SET snapshot_timestamp = '2018-12-08 02:28:30 GMT';
SELECT count(*) FROM customers;

Without BDR, this works only with future timestamps or the special 'current' value, so you can't use it for historical queries.

BDR works with and improves on that feature in a multi-node environment. First, BDR makes sure that all connections to other nodes replicate any outstanding data that was added to the database before the specified timestamp. This ensures that the timestamp-based snapshot is consistent across the whole multi-master group. Second, BDR adds a parameter called bdr.timestamp_snapshot_keep. This specifies a window of time when you can execute queries against the recent history on that node.

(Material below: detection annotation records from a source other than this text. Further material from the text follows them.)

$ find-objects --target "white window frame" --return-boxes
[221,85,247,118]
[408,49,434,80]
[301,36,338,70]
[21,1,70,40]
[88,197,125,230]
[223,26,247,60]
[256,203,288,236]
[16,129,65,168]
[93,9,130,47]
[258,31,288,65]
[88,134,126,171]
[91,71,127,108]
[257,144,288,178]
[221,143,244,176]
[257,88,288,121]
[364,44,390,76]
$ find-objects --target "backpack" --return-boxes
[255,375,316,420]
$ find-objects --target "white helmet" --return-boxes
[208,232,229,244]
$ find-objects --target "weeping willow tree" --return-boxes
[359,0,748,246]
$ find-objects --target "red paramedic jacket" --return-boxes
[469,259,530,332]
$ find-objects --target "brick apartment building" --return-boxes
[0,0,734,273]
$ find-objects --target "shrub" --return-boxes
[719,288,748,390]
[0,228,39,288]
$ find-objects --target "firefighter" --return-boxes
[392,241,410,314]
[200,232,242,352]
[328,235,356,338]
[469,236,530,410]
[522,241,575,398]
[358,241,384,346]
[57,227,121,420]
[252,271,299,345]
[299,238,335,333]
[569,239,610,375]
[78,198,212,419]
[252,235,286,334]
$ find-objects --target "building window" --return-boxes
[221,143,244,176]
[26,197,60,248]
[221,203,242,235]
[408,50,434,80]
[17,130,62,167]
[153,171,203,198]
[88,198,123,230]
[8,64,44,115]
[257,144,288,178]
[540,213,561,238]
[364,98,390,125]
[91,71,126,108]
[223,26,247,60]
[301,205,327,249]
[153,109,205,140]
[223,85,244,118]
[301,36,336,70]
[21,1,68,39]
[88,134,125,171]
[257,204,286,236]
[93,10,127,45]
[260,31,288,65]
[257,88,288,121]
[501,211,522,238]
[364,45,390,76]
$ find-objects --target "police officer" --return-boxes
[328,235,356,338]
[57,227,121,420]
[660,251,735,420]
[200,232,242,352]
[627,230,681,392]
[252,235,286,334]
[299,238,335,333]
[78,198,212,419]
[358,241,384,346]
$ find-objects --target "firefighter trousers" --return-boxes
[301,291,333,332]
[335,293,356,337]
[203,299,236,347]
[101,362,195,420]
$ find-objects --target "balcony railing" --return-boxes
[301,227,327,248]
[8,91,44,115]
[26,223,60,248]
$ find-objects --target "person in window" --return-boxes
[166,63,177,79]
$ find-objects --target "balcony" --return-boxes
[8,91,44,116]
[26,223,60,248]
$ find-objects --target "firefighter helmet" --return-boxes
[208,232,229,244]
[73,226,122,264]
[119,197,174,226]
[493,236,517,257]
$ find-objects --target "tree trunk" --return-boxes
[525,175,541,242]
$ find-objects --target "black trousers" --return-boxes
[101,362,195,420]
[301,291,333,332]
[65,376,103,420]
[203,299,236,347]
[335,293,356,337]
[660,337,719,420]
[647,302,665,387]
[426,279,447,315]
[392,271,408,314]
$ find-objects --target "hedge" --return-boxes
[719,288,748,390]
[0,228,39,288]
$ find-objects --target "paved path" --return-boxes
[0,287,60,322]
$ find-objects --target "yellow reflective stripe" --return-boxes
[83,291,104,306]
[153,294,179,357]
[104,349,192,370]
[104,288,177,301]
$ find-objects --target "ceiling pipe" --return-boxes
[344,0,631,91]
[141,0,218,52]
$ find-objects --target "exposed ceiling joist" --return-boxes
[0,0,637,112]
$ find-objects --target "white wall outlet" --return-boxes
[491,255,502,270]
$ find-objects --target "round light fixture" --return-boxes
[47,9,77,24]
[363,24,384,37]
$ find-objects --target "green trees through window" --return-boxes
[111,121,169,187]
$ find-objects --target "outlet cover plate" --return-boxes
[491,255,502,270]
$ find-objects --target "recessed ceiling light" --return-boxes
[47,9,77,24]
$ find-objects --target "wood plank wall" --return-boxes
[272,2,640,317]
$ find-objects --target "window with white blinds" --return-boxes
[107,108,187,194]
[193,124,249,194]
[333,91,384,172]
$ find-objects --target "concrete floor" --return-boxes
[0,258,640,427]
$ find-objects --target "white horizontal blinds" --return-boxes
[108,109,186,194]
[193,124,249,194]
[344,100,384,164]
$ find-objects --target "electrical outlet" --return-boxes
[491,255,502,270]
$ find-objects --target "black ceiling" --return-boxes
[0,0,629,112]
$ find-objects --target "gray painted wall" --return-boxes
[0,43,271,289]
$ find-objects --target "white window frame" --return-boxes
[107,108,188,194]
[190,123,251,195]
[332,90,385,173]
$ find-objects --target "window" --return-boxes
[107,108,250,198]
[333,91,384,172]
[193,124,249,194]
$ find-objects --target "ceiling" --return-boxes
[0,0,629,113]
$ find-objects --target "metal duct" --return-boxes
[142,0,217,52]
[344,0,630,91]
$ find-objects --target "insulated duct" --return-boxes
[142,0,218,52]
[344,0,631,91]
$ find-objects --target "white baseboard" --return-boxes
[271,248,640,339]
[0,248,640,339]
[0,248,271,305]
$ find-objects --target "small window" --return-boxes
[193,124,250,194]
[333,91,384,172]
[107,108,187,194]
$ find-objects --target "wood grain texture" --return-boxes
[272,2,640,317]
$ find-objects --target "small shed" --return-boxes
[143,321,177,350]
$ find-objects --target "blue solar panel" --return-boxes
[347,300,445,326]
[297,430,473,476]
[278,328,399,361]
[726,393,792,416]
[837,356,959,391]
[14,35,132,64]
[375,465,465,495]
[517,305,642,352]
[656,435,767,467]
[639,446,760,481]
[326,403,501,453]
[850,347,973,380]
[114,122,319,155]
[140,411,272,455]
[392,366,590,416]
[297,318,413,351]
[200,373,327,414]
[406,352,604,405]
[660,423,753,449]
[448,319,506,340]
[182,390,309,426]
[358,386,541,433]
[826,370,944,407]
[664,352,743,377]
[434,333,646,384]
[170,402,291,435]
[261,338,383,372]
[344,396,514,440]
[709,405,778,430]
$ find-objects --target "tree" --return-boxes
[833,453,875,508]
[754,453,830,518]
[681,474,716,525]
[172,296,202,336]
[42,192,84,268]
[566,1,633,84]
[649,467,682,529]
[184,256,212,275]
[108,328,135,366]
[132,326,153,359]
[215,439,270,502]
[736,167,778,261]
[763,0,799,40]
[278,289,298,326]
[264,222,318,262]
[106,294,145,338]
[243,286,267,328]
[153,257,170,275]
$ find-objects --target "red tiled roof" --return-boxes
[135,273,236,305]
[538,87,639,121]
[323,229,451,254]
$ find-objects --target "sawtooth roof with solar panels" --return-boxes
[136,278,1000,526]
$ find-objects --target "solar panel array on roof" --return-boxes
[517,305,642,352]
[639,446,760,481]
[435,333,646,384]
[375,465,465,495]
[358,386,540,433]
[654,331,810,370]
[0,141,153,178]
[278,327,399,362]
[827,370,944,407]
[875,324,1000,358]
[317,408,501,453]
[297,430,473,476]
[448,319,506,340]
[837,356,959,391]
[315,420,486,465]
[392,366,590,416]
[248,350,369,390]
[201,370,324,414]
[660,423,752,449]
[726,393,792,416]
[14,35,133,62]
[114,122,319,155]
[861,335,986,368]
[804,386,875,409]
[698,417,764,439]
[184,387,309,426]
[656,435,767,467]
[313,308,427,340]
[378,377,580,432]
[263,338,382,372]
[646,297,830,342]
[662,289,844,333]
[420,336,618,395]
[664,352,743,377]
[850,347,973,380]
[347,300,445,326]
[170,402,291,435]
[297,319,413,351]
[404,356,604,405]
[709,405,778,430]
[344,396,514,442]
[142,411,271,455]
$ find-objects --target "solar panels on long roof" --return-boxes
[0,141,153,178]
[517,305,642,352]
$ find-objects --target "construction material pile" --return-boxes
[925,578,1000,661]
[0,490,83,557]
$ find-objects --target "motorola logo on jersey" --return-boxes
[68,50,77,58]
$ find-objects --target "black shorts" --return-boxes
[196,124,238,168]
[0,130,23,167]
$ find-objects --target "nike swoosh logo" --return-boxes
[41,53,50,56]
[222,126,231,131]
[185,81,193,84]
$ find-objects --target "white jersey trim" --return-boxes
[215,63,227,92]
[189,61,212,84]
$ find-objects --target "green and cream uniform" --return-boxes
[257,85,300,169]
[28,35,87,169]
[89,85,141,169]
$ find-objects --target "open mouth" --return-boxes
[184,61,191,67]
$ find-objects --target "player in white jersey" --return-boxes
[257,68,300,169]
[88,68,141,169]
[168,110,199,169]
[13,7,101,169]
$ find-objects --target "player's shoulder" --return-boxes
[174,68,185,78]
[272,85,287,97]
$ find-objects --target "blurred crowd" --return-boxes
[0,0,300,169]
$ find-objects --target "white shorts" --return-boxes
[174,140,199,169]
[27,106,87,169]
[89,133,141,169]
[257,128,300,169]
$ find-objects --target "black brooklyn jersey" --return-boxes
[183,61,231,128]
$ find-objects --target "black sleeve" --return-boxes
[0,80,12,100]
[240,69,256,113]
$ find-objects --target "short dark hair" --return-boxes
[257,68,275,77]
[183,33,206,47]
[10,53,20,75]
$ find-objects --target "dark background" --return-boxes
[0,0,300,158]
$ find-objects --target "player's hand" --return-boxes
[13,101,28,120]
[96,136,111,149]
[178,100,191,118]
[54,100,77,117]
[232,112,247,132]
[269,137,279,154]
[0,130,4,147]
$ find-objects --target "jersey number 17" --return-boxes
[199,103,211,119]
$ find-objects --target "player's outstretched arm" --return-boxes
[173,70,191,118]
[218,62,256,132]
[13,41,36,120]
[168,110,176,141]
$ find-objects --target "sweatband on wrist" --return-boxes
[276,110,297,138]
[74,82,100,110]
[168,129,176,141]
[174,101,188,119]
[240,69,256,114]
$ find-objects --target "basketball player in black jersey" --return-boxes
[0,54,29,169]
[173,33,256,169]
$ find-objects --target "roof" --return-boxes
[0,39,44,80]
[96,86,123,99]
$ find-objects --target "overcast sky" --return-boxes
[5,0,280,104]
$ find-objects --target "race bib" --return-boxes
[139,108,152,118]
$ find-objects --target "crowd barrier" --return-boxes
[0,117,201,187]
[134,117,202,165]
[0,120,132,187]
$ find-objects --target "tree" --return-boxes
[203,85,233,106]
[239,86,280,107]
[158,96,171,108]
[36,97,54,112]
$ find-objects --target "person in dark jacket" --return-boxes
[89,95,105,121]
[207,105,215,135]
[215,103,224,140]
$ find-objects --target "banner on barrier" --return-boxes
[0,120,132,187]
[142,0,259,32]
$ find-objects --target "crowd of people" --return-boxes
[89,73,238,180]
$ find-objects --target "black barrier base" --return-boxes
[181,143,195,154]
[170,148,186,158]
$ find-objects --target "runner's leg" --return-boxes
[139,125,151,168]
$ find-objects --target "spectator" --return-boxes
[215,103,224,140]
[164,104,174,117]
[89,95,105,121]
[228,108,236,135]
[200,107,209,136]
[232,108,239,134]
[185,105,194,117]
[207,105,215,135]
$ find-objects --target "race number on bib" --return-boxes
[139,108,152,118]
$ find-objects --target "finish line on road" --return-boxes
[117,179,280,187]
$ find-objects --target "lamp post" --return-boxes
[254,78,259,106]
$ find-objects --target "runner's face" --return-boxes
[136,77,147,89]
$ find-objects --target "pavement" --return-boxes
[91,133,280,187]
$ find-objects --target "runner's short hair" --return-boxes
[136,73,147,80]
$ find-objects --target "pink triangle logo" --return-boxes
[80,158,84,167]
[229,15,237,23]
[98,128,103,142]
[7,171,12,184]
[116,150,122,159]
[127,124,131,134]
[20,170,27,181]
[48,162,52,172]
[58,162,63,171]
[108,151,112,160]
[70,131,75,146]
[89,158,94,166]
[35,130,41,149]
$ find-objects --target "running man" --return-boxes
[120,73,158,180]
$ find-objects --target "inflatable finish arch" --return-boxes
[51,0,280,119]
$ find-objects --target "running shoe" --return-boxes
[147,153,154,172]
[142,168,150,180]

You can specify any interval, but be aware that VACUUM (including autovacuum) doesn't clean dead rows that are newer than up to twice the specified interval. This also means that transaction ids aren't freed for the same amount of time. As a result, using this can leave more bloat in user tables. Initially, we recommend 10 seconds as a typical setting, although you can change that as needed.

Once the query is accepted for execution, the query might run for longer than bdr.timestamp_snapshot_keep without problem, just as normal.

Also, information about how far the snapshots were kept doesn't survive server restart. The oldest usable timestamp for the timestamp-based snapshot is the time of last restart of the PostgreSQL instance.

You can combine the use of bdr.timestamp_snapshot_keep with the postgres_fdw extension to get a consistent read across multiple nodes in a BDR group. You can use this to run parallel queries across nodes, when used with foreign tables.

There are no limits on the number of nodes in a multi-node query when using this feature.

Use of timestamp-based snapshots doesn't increase inter-node traffic or bandwidth. Only the timestamp value is passed in addition to query data.